No, I'm asking about the bushings under the spool caps. Early reels before ultracast the bearings were under the caps like the 7500CT reels.


----------



## snowy (Mar 7, 2008)

AirDown said:


> Thanks snowy, thats good to know. These with the brass side covers are a tad better reel I think. That answers the question as to the higher price of the new reels..


I agree AD. The heavier brass sideplates give the reel a more solid feel. My mate bought a 6500 CS version of the new Mag Eite a few months ago. It's a really nice reel - I spooled it for him and was surprised to see how evenly the line spooled on the new V spool. I won't be getting one myself though as I've upgraded to carbon drags on my green Mag Elites and fitted the old style power handles and will be sticking with them.


----------



## jlentz (Sep 11, 2005)

AirDown said:


> No, I'm asking about the bushings under the spool caps. Early reels before ultracast the bearings were under the caps like the 7500CT reels.

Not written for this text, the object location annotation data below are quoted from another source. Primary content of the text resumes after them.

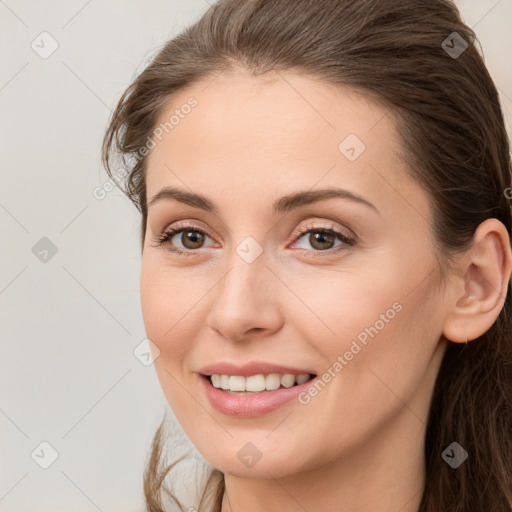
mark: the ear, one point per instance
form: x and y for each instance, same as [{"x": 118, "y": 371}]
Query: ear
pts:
[{"x": 478, "y": 293}]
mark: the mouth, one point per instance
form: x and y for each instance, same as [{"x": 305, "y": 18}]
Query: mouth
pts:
[{"x": 256, "y": 384}]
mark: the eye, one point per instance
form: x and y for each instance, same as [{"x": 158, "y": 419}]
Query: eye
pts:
[
  {"x": 191, "y": 238},
  {"x": 322, "y": 238}
]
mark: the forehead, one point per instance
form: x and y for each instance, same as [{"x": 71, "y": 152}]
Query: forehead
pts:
[{"x": 276, "y": 133}]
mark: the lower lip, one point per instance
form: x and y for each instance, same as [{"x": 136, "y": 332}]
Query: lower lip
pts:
[{"x": 250, "y": 406}]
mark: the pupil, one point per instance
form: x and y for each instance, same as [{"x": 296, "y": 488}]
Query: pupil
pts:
[
  {"x": 194, "y": 237},
  {"x": 320, "y": 237}
]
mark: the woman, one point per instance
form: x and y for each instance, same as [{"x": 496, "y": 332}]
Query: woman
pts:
[{"x": 326, "y": 255}]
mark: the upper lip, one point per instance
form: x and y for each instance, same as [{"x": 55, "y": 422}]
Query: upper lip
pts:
[{"x": 252, "y": 368}]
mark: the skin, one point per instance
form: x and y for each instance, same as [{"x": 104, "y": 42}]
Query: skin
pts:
[{"x": 358, "y": 445}]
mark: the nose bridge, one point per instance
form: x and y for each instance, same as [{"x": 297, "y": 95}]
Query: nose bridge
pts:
[{"x": 244, "y": 298}]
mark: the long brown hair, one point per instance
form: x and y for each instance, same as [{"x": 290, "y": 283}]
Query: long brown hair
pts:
[{"x": 411, "y": 57}]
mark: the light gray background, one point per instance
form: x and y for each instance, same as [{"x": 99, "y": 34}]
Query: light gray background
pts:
[{"x": 69, "y": 325}]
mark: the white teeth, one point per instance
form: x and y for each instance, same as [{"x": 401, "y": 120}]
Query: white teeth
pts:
[
  {"x": 302, "y": 378},
  {"x": 257, "y": 383},
  {"x": 288, "y": 380}
]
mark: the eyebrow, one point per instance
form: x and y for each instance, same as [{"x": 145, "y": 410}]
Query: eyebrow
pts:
[{"x": 283, "y": 205}]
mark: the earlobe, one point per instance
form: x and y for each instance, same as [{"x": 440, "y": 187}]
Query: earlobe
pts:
[{"x": 477, "y": 298}]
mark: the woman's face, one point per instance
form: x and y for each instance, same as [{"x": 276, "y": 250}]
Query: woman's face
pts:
[{"x": 360, "y": 307}]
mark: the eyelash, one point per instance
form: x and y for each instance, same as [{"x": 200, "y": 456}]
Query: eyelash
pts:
[{"x": 167, "y": 236}]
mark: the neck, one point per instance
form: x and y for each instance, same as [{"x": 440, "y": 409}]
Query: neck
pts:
[{"x": 386, "y": 472}]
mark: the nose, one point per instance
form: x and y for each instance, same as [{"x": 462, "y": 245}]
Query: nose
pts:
[{"x": 246, "y": 301}]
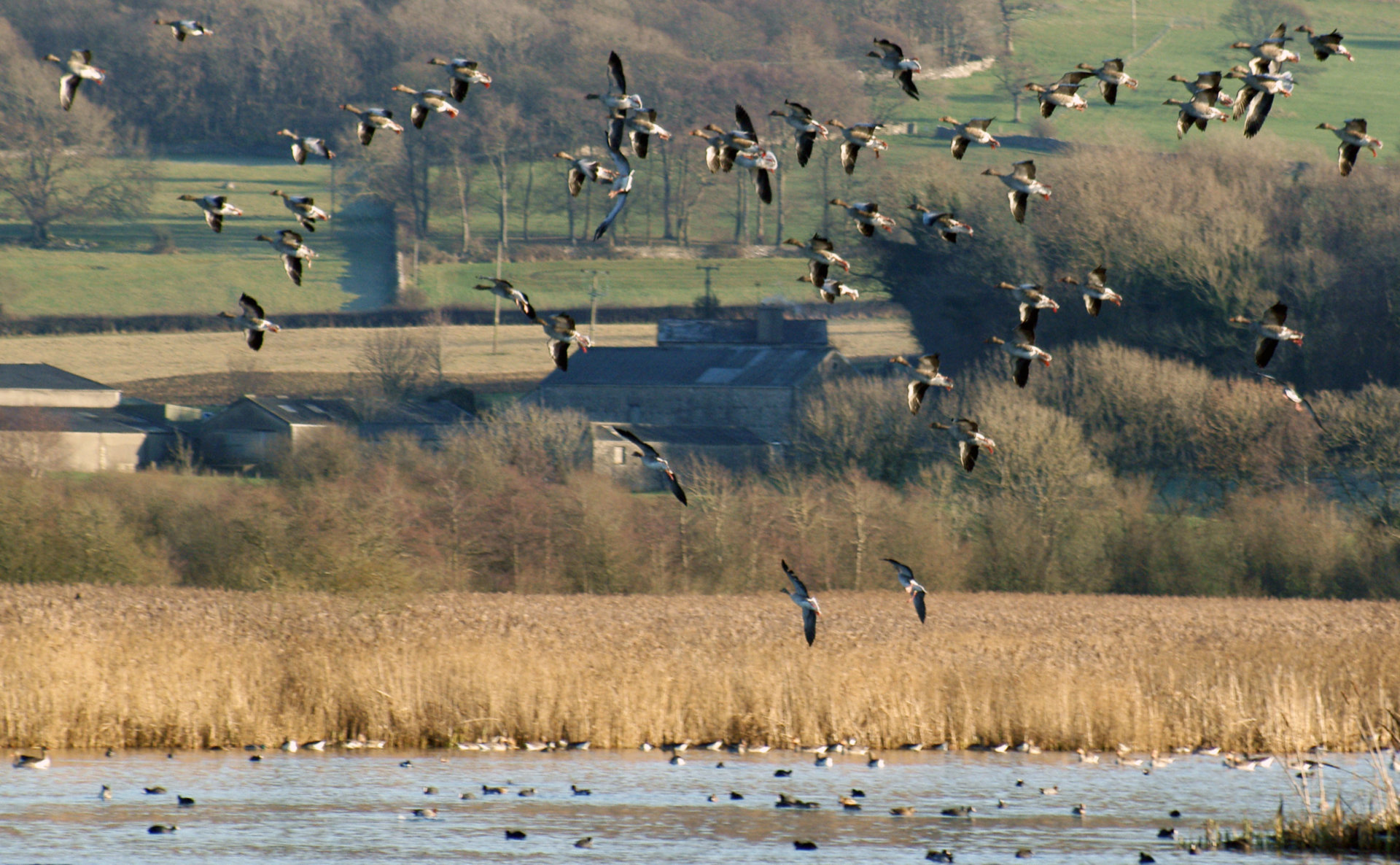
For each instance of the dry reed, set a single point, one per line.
(191, 668)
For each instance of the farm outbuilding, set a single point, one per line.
(682, 447)
(745, 376)
(52, 420)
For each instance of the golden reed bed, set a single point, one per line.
(190, 668)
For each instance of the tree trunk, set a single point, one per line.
(529, 188)
(738, 210)
(666, 233)
(505, 182)
(588, 209)
(462, 190)
(758, 222)
(826, 190)
(777, 213)
(570, 202)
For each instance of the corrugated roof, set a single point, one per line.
(42, 419)
(656, 434)
(315, 412)
(691, 332)
(718, 365)
(44, 377)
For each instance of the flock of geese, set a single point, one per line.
(823, 756)
(631, 125)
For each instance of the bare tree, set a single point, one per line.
(56, 166)
(398, 362)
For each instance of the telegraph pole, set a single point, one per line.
(496, 322)
(709, 294)
(594, 293)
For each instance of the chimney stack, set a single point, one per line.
(770, 325)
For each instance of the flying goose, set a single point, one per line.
(811, 609)
(1353, 135)
(1111, 79)
(832, 289)
(1094, 290)
(1200, 109)
(583, 168)
(1031, 294)
(969, 440)
(856, 138)
(80, 66)
(1062, 94)
(31, 761)
(867, 216)
(941, 222)
(821, 255)
(187, 28)
(1205, 82)
(216, 207)
(916, 592)
(1024, 349)
(720, 152)
(303, 207)
(759, 160)
(303, 146)
(804, 128)
(653, 461)
(640, 126)
(895, 61)
(1022, 184)
(1256, 96)
(373, 120)
(505, 290)
(1291, 392)
(561, 330)
(616, 98)
(464, 74)
(426, 101)
(293, 252)
(621, 187)
(1270, 329)
(973, 131)
(1272, 48)
(254, 324)
(1325, 45)
(926, 376)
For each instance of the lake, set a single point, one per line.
(350, 807)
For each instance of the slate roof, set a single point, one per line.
(718, 365)
(657, 434)
(44, 377)
(41, 419)
(688, 332)
(307, 411)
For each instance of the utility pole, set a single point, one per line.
(709, 294)
(496, 322)
(594, 293)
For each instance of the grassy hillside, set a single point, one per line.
(114, 269)
(117, 275)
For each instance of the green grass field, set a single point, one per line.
(634, 283)
(118, 276)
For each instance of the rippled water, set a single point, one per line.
(348, 807)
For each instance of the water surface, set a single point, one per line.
(349, 807)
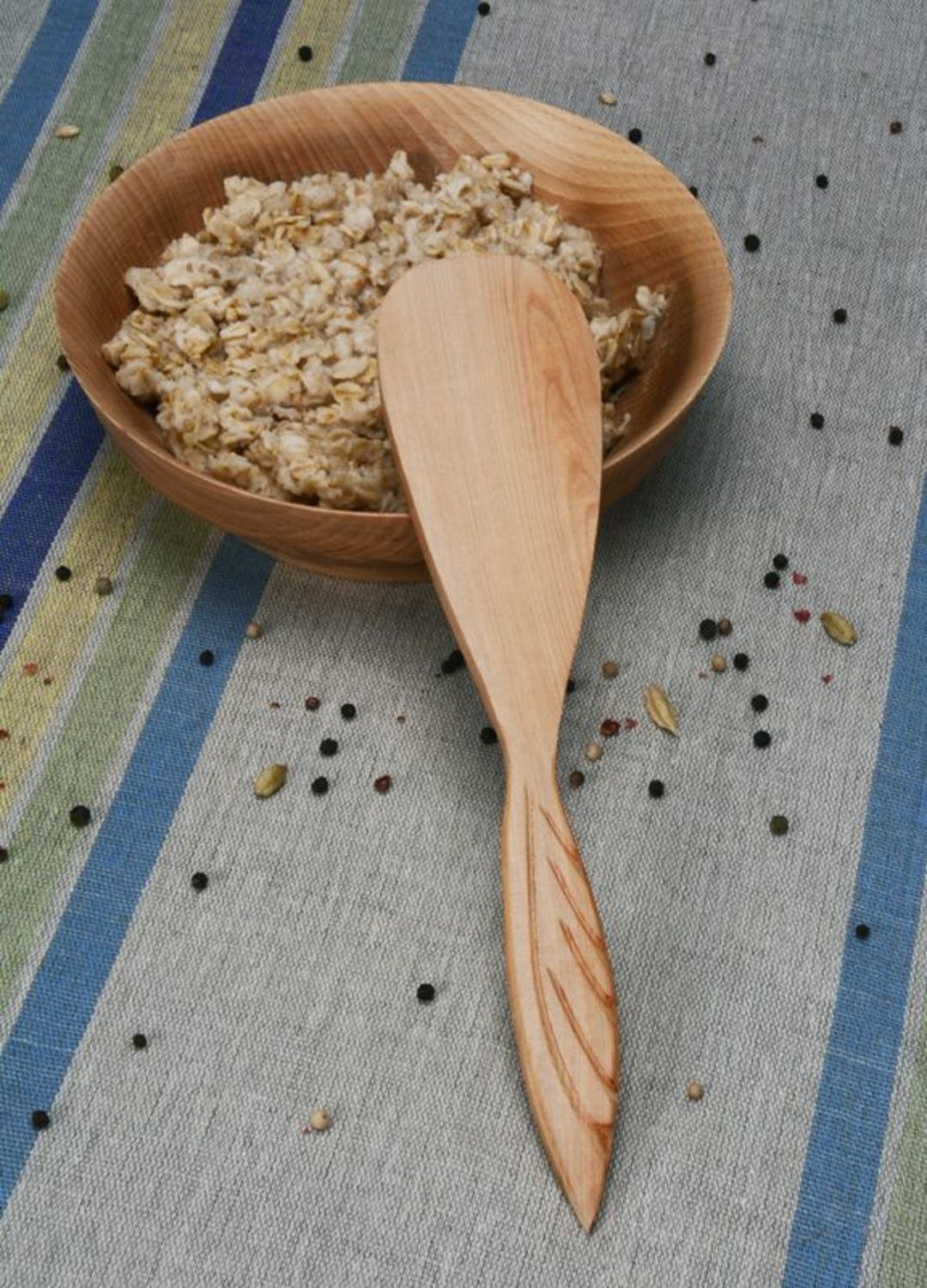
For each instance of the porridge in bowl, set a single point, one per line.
(257, 337)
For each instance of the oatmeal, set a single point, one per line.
(257, 337)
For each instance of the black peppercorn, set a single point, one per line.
(453, 662)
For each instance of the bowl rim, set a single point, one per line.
(623, 451)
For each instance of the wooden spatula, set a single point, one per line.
(491, 386)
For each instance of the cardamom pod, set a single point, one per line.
(661, 708)
(839, 629)
(270, 780)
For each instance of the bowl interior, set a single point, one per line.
(645, 221)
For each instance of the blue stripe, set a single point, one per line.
(439, 43)
(89, 935)
(841, 1167)
(67, 450)
(38, 82)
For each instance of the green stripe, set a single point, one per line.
(94, 729)
(373, 51)
(904, 1255)
(106, 74)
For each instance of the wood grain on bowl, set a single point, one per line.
(645, 221)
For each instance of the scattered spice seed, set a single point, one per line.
(661, 708)
(839, 629)
(319, 1120)
(270, 780)
(453, 662)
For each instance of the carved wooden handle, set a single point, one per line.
(561, 991)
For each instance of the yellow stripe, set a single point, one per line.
(58, 633)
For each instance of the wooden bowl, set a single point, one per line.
(649, 227)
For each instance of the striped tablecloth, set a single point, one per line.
(164, 1048)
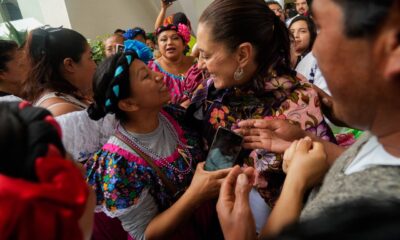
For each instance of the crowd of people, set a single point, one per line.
(116, 150)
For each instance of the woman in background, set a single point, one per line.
(304, 32)
(181, 74)
(61, 70)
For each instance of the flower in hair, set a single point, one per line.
(184, 32)
(142, 50)
(133, 32)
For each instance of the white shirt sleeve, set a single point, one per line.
(135, 219)
(83, 136)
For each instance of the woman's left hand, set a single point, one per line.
(205, 185)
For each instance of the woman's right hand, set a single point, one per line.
(165, 4)
(205, 185)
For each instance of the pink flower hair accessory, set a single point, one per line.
(184, 32)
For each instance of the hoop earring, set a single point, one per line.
(238, 75)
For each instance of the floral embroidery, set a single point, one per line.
(217, 118)
(285, 98)
(118, 176)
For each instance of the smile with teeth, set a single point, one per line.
(163, 87)
(170, 49)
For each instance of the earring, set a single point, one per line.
(238, 75)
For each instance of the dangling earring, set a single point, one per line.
(238, 75)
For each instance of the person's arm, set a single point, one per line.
(205, 185)
(277, 135)
(161, 15)
(327, 107)
(306, 165)
(233, 205)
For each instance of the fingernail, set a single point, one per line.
(242, 180)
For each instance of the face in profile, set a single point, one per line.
(347, 65)
(301, 7)
(85, 69)
(140, 38)
(214, 57)
(302, 36)
(170, 44)
(150, 44)
(276, 8)
(111, 43)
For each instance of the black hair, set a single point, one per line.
(119, 31)
(356, 220)
(234, 22)
(311, 28)
(104, 82)
(7, 49)
(363, 18)
(132, 33)
(47, 48)
(271, 2)
(25, 136)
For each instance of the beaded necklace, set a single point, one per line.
(152, 154)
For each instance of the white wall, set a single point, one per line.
(52, 12)
(100, 17)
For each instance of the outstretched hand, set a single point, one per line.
(205, 185)
(233, 205)
(272, 135)
(306, 161)
(327, 107)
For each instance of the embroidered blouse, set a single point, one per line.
(119, 175)
(181, 86)
(282, 98)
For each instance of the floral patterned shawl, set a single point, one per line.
(283, 97)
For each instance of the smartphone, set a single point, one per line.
(224, 150)
(119, 48)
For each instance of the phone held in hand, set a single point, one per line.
(169, 1)
(119, 48)
(224, 150)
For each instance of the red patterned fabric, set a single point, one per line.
(47, 209)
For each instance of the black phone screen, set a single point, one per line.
(224, 150)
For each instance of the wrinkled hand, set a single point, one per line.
(165, 4)
(233, 205)
(327, 107)
(205, 185)
(305, 161)
(272, 135)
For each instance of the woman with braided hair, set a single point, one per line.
(42, 194)
(139, 174)
(181, 74)
(61, 70)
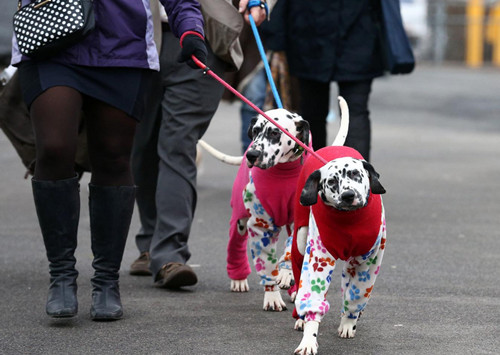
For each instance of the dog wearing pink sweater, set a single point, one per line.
(262, 203)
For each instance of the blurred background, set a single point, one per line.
(458, 31)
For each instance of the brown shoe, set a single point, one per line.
(175, 275)
(140, 267)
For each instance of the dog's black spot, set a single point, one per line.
(273, 135)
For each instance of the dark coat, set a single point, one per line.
(333, 40)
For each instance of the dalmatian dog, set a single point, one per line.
(262, 201)
(262, 205)
(346, 222)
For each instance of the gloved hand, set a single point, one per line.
(192, 44)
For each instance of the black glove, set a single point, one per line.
(193, 45)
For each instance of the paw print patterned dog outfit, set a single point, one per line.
(356, 237)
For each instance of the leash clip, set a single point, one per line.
(258, 3)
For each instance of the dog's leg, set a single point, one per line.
(358, 279)
(264, 237)
(309, 343)
(285, 276)
(315, 278)
(238, 267)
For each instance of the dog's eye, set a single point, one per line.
(275, 133)
(353, 173)
(333, 182)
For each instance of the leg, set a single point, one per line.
(111, 202)
(356, 94)
(285, 277)
(189, 103)
(238, 267)
(358, 279)
(255, 91)
(315, 102)
(145, 171)
(315, 279)
(56, 192)
(264, 237)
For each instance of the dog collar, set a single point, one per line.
(298, 150)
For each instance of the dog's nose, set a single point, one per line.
(347, 196)
(252, 155)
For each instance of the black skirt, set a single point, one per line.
(123, 88)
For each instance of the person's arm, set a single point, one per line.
(186, 22)
(259, 13)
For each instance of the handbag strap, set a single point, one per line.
(19, 4)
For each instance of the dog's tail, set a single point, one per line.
(344, 123)
(228, 159)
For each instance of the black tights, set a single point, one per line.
(315, 100)
(56, 117)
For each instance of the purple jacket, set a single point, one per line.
(123, 34)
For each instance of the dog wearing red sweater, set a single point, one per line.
(346, 222)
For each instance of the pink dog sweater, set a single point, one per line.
(275, 188)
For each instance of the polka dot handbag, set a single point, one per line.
(45, 27)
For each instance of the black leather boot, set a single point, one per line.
(58, 208)
(111, 209)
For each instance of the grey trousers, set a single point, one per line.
(182, 101)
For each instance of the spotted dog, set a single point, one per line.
(346, 223)
(262, 204)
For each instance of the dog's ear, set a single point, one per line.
(303, 131)
(375, 185)
(250, 127)
(309, 195)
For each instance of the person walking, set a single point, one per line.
(335, 41)
(182, 105)
(105, 75)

I assume you are referring to the brass bushings that are sometimes held in by retaining clips. I am guessing you want to replace them with 3x10x4 bearings. I would like to see a photo or have the exact model number reel you are working on. The bushings usually have a spot where it has been pinched forming a small raised section on the outer perimeter of the bushing. This raised section fits into a groove on the side plate. This raised area acts like a key on a flywheel holding the bushing stationary in the side plate while the spool shaft is able to spin. Sometimes the bushing, if it has not been cared for properly, can get rotated and stuck in the side plate. Your best bet is a shop press or something along the lines of what I mentioned in the earlier post but re-sized according to the bushing.

John


----------



## jimmy z (Nov 5, 2006)

The reel I pictured has 3x10x4 Abec 5 bearings in the side plates. The spool rides like a 7500c3ct spool does. I have in the past removed the bushings in the red 6000's, and the bearings in the black 6000's. If one wants to replace the bushings, in the older red 6000's with bearings, there is no bearing equivalent or bearing inside hole diameter match that will fit. 
I worked on this issue with Jerry Foran a couple of years ago, for a few of the older red 6000's, and the solution Jerry gave me was to mill down the spool spindle to accommodate bearings. The 3x10x4 size. 
Jerry built this reel for me, and it's super smooth.


----------



## jlentz (Sep 11, 2005)

jimmy z said:


> The reel I pictured has 3x10x4 Abec 5 bearings in the side plates. The spool rides like a 7500c3ct spool does. I have in the past removed the bushings in the red 6000's, and the bearings in the black 6000's. If one wants to replace the bushings, in the older red 6000's with bearings, there is no bearing equivalent or bearing inside hole diameter match that will fit.
> I worked on this issue with Jerry Foran a couple of years ago, for a few of the older red 6000's, and the solution Jerry gave me was to mill down the spool spindle to accommodate bearings. The 3x10x4 size.
> Jerry built this reel for me, and it's super smooth.


Jimmy,

That is correct about the older Abu 6000 red reels. I had one that the sideplate said no.6000, and the inside of the bearing would not accept the spool shaft, and because of the different pinion gear I could not swap it with another 6000 spool. I could have possible swapped spools and gears (I did not try that) but instead I milled the shaft to accept the bearings as you mentioned. The bushings are not such a bad thing, I find they work very well and actually can exceed bearing in certain situations. I have another one of the older red no.6000 that I kept the bushings in and replaced the frame with a CT style. The brake blocks were removed, an adjustable mag brake and heavily greased carbontex drag washers were installed. This is a great reel for fishing in situations where the reel may get submerged. Unlike centrifigal brakes, the mag brake still works when wet. The bushings will not get damaged from the water and sand as bad as bearings, but do require frequent oiling. All in all it is a pretty durable reel.

John


----------



## jimmy z (Nov 5, 2006)

I've had some of those 6000 reds, where I had the bushings polished shiny. One could never tell that those 6000 reds had bushings. They were super smooth casters. And ya couldn't blow 'em up. That's one more thing I likes about those older 6000's, whether red or black. Ya couldn't blow 'em up.


----------



## jlentz (Sep 11, 2005)

jimmy z said:


> I've had some of those 6000 reds, where I had the bushings polished shiny. One could never tell that those 6000 reds had bushings. They were super smooth casters. And ya couldn't blow 'em up. That's one more thing I likes about those older 6000's, whether red or black. Ya couldn't blow 'em up.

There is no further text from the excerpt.